Crime Cymru – The Outsiders: why are all the sleuths in Welsh crime fiction from elsewhere?
Welsh crime writers Rosie Claverton, Alis Hawkins, Jan Newton and Katherine Stansfield - all members of the recently-launched Crime Cymru group – will be in discussion with best-selling crime and thriller writer MR Hall about why Welsh soil may throw up poets a-plenty but doesn’t seem so keen to grow detectives.
This panel will be chaired by best selling author Matthew Hall.
Jane Newton – Remember No More
Jan Newton grew up in Manchester and Derbyshire and spent twenty years in the Chilterns before moving to mid Wales in 2005. She has worked as a bilingual secretary, an accountant, and in the Welsh stream of a primary school. She graduated from Swansea University in 2015 with a Masters in Creative Writing and has won the Allen Raine Short Story Competition, the WI’s Lady Denman Cup, the Lancashire and North West Magazine’s prize for humorous short stories and the Oriel Davies Gallery’s prize for nature writing. Remember No More is her first novel, released in March 2017 by Honno.
Katherine Stansfield – Falling Creatures
Katherine Stansfield is a novelist and poet who grew up in Cornwall and now lives in Cardiff. Her most recent novel is Falling Creatures, a work of historical crime fiction inspired by a murder that took place on Bodmin Moor in 1844. The sequel, The Magpie Tree, is out in spring 2018. Playing House, her first book of poems, was published by Seren in 2014. Katherine is the Royal Literary Fund Fellow at Cardiff University, where she also teaches the Writing Crime Fiction course for the University’s School of Continuing and Professional Education.

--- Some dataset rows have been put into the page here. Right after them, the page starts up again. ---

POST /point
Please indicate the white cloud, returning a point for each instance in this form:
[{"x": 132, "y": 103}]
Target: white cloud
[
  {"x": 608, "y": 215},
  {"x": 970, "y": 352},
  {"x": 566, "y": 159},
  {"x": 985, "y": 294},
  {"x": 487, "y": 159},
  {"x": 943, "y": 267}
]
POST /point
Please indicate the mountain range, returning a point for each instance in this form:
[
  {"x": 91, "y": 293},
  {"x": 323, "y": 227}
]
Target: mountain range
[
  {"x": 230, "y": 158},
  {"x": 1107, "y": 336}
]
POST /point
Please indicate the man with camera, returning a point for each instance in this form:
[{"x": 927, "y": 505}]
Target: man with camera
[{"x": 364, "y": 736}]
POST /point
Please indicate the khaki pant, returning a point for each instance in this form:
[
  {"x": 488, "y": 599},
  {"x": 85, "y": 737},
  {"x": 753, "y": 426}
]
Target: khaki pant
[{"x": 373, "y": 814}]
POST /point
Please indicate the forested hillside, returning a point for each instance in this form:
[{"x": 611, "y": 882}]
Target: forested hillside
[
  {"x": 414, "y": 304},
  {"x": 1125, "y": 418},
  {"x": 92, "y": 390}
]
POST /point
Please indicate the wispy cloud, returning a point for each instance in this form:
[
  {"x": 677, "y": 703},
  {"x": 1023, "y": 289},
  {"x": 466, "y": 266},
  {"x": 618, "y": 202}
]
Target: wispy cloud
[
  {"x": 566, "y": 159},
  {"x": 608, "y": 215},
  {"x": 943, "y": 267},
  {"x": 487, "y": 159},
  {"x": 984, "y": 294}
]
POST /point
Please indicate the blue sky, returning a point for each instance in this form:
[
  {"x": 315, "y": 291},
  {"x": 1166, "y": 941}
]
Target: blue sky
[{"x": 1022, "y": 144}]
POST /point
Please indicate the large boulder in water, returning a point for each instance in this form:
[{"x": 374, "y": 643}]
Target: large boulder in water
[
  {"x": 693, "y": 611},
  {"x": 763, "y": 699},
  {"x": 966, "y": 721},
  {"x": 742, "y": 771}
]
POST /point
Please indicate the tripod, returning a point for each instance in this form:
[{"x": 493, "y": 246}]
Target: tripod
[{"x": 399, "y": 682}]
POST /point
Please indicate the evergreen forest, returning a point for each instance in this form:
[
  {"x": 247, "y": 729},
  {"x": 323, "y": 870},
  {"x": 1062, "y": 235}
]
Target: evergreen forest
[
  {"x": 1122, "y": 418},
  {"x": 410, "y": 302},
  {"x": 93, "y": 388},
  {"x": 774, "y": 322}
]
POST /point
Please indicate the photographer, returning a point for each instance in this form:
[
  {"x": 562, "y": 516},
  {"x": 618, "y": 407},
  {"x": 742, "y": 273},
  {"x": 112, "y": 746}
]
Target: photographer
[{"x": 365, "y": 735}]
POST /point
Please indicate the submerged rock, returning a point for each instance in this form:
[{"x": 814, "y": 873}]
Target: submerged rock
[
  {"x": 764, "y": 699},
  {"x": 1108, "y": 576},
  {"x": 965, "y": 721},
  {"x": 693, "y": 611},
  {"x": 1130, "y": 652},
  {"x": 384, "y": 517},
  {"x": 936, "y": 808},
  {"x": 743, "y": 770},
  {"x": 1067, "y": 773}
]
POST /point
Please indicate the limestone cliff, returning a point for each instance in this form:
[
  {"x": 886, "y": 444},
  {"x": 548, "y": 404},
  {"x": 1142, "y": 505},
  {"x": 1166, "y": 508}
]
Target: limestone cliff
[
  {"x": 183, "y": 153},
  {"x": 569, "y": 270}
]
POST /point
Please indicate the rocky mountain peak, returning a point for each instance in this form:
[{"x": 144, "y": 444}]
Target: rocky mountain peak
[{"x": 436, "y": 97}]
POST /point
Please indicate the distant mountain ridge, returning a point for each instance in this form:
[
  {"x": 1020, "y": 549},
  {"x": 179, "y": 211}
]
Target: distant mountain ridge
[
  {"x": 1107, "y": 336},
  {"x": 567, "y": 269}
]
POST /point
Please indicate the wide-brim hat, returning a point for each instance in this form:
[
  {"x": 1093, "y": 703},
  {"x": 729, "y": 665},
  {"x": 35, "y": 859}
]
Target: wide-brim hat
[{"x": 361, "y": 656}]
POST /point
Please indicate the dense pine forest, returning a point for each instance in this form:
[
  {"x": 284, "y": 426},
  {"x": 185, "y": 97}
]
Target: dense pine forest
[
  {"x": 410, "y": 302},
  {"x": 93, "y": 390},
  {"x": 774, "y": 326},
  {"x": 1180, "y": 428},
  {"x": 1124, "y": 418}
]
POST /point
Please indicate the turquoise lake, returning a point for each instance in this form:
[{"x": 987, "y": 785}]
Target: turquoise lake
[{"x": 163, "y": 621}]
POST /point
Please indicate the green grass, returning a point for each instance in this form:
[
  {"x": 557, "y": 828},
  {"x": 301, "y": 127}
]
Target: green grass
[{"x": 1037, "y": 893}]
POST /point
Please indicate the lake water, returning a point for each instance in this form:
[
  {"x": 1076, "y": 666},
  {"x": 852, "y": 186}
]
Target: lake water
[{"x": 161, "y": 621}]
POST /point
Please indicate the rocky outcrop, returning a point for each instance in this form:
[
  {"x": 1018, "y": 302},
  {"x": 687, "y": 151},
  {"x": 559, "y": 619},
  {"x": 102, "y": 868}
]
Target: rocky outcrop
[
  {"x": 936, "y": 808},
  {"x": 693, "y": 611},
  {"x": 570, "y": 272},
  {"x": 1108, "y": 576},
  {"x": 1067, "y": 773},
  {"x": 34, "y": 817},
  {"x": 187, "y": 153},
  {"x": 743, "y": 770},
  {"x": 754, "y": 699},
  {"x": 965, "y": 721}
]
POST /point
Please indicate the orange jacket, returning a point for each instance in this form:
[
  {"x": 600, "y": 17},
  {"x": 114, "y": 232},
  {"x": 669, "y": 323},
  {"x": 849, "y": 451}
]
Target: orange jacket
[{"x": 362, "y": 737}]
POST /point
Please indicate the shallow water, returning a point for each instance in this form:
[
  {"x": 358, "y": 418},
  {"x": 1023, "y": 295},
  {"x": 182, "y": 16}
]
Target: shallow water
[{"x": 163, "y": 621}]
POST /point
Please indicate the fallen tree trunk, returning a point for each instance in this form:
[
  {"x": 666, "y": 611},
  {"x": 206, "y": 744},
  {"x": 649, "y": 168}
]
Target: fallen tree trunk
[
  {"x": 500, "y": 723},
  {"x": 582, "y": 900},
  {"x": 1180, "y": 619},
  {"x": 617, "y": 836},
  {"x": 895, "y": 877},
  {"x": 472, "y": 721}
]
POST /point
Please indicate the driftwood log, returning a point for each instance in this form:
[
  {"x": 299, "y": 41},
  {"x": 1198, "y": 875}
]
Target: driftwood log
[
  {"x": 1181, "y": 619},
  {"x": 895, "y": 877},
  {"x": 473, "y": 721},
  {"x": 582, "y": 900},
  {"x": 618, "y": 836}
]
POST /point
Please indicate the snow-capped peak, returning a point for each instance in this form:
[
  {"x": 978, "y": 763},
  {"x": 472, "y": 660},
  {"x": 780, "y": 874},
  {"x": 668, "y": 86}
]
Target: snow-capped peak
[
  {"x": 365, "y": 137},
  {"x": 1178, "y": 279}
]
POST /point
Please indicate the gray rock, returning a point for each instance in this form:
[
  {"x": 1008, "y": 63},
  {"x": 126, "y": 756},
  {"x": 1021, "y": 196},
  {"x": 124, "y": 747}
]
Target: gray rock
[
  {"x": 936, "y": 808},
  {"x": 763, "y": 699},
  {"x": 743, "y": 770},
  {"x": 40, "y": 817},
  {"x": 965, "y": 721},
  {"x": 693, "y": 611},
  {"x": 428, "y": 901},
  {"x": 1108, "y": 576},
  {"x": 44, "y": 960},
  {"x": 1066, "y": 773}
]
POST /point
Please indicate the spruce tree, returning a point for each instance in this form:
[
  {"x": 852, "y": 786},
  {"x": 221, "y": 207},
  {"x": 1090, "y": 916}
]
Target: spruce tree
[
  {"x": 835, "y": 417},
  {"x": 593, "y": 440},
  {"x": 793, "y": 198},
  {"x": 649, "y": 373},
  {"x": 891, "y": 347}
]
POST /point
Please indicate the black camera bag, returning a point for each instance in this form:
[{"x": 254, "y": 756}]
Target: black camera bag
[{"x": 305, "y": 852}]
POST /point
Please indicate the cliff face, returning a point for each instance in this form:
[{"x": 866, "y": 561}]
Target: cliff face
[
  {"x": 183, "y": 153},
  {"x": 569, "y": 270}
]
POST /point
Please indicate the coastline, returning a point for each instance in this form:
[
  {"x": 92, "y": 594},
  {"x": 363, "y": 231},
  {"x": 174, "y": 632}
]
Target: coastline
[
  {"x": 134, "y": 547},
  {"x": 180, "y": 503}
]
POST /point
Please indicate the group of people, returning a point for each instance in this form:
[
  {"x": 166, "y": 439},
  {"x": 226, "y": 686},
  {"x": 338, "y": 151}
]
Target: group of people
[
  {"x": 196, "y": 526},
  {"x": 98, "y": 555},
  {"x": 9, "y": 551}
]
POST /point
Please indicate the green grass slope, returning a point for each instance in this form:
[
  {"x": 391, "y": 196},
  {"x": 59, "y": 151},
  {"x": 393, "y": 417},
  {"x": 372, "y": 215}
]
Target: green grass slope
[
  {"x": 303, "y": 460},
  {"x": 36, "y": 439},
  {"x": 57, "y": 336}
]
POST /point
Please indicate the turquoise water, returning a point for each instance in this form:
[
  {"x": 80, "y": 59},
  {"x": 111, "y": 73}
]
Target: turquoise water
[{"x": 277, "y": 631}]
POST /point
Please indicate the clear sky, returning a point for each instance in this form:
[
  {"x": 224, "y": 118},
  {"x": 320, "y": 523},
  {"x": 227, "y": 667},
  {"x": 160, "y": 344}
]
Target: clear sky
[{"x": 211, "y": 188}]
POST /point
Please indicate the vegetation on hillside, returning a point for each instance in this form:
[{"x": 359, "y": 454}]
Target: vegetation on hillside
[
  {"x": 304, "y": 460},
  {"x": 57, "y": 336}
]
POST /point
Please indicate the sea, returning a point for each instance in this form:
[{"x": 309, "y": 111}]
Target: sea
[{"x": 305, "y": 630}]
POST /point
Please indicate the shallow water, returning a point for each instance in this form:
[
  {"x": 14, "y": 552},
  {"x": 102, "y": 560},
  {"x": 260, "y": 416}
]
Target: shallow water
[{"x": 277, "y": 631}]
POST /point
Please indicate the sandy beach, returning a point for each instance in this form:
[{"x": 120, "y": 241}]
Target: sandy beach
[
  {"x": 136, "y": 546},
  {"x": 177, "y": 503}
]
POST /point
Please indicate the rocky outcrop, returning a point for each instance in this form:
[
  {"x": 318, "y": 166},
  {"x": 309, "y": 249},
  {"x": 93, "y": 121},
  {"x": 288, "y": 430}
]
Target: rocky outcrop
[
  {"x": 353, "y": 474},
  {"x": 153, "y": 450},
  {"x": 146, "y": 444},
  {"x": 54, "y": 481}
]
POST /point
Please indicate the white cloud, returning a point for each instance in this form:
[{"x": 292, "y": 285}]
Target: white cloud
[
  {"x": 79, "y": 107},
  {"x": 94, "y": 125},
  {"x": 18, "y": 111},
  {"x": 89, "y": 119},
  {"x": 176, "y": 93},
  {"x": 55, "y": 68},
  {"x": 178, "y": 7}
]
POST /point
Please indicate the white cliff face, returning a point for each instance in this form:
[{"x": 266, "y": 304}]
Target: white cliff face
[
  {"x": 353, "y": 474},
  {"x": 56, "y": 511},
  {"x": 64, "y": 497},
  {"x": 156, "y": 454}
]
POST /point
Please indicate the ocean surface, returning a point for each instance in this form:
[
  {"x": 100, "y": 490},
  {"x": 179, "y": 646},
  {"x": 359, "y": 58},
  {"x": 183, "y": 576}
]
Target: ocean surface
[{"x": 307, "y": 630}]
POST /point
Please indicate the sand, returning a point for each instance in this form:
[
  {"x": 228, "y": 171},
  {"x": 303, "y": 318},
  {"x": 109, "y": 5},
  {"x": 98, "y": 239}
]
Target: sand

Alis Hawkins – None So Blind
Alis Hawkins’s Teifi Valley Coroner series marks her move away from medieval historical fiction and into Victorian-era crime. The series, featuring partially-sighted would-be coroner Harry Probert Lloyd and his chippy assistant John Davies, is set in West Wales where Alis grew up. The first in the series, None So Blind (described by Phil Rickman of BBC Radio Wales’ Phil the Shelf as ‘arguably the best crime fiction creation of the year so far’) takes place during the Rebecca Riots – Wales’s best kept historical secret.
Rosie Claverton – Terror 404
Rosie Claverton grew up in Devon, daughter to a Sri Lankan father and a Norfolk mother, surrounded by folk mythology and surly sheep. She moved to Cardiff to study Medicine and adopted Wales as her home. Her Cardiff-based crime series The Amy Lane Mysteries, debuted in 2014, with the latest novel Terror 404 released in June 2017. Between writing and medicine, she blogs about psychiatry and psychology for writers in her Freudian Script series, advocating for accurate and sensitive portrayals of people with mental health problems in fiction. Rosie lives with her journalist husband and her brand-new daughter.